Aujourd’hui c’est « Un dimanche comme les autres » (1971) V.O Sunday Bloody Sunday
J’entends déjà les critiques : encore un film anglais ! Ciné papy a déjà expliqué le choix de ses films. Des acteurs, une atmosphère, des décors, des dialogues, bref tous ces ingrédients qui vont faire un superbe cocktail mais qui attirera l’œil car l’un de ces ingrédients apparaîtra comme la tranche de citron entaillée sur le haut du verre ou l’olive au fond du verre d’un martini dry.

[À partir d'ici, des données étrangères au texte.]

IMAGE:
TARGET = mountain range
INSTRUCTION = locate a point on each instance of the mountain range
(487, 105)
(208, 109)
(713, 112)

Pour moi, les acteurs anglais ont une présence que n’ont pas les acteurs français. Je me suis laissé dire que cela pourrait tenir, en partie, au régime social des acteurs. En France, il y a le régime des « intermittents du spectacle » alors qu’en Angleterre, si tu bosses pas, tu ne bouffes pas. Alors, tu te défonces, tu mouilles ta chemise. Par ailleurs, si on lit la biographie des acteurs qu’on aime, on apprend, qu’ils ont, presque tous, débuté par le théâtre et en Angleterre qui dit théâtre, dit Shakespeare. Certes, cinéma et théâtre, ce n’est pas la même chose. Louis Jouvet disait : « Au théâtre on joue, au cinéma on a joué » Mais, il me semble, que faire ses classes au théâtre vous donne une assurance, une présence que n’a pas forcément un acteur de cinéma.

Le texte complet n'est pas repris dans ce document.